We commit to carrying the mantle of accountability, a core function of legislatures the world over, to assess the collective progress made to ensure that the purpose of the Paris Agreementis achieved. We will hold the very first Accountability Summit during the first quarter of 2023 building on three assessments: (1) To call to action countries whose NDC’s are not aligned with 1.5°C based on the Traffic Light System Report commissioned and developed by the CVF in 2022; (2) To assess any progress made towards the Climate Finance Delivery Plan and Implementation Plan for full delivery of the annual US$100 billion in climate finance enshrined in the CoP26 outcome and to call to action all Parties to ensure its delivery; (3) To assess progress and implementation towards the achievement of the seven global targets of the Sendai Framework and relevant disaster risk-related targets of the Sustainable Development Goals and to account for the impact of the climate emergency.

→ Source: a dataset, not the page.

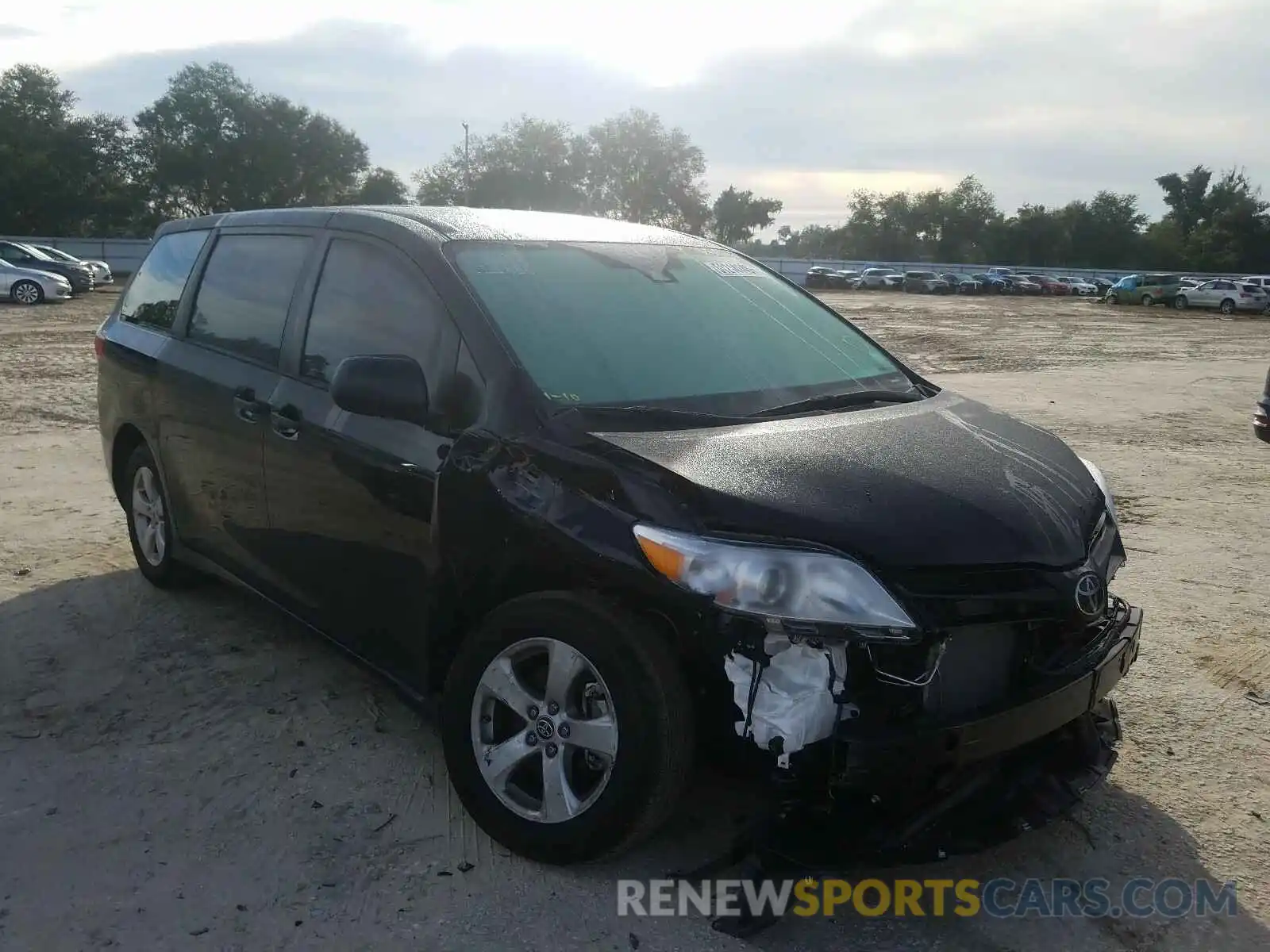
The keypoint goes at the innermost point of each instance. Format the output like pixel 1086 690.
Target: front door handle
pixel 286 422
pixel 247 408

We envision that the CVF GPG Champions Group will drive ambitious and effective climate action in-line with CVF goals and its cross-cutting “Climate Prosperity” agenda while serving as conduits between the constituent’s they represent, government officials and international institutions to ensure action on the commitments made towards climate change.
PARTNERSHIPS
– IPU as the leading intergovernmental organisation for parliament
– UNFCCC as the custodian of the Paris Agreement and the UN’s lead climate action body
– UNDRR as the lead UN agency for disaster risk reduction
– GCA as the principal global organisation dedicated to climate change adaptation
– IRENA brings leading global expertise on renewable energy
– Globe a network of parliamentarians dedicated to improving governance for sustainable
development
PRESIDENCY & THEMATIC AMBASSADORS
We express sincere appreciation for the leadership of Ghana as President of the CVF and to His Excellency President Nana Akufo-Addo, the President of Ghana and Chair of the CVF. We also welcome and express thanks for all the work of the five CVF Thematic Ambassadors for Ambition (Mohamed Nasheed), Culture (Kathy Jetnil-Kijiner), Parliaments (Loren Legarda), Renewable Energy (Tosi Mpanu Mpanu), and Vulnerability (Saima Wazed) to advance the causes and initiatives of the CVF GPG.
ABOUT
The Climate Vulnerable Forum Global Parliamentary Group (CVF GPG) was launched on 26 October 2021 to unlock the full potential of parliaments and parliamentary representatives of the world’s most climate threatened nations to cooperate South-South and contribute to advancing climate action. The CVF GPG complements and expands on a decade of work led by the executive arm of governments of the world’s most climate vulnerable nations through the CVF, itself founded in 2009. With the aim for parliamentarians from across the CVF member states to share ideas and experiences on legislative measures in support of ambitious and urgent climate action, the Group functions as a community of parliamentarians engaged to drive ambitious and effective climate action at home, abroad and globally.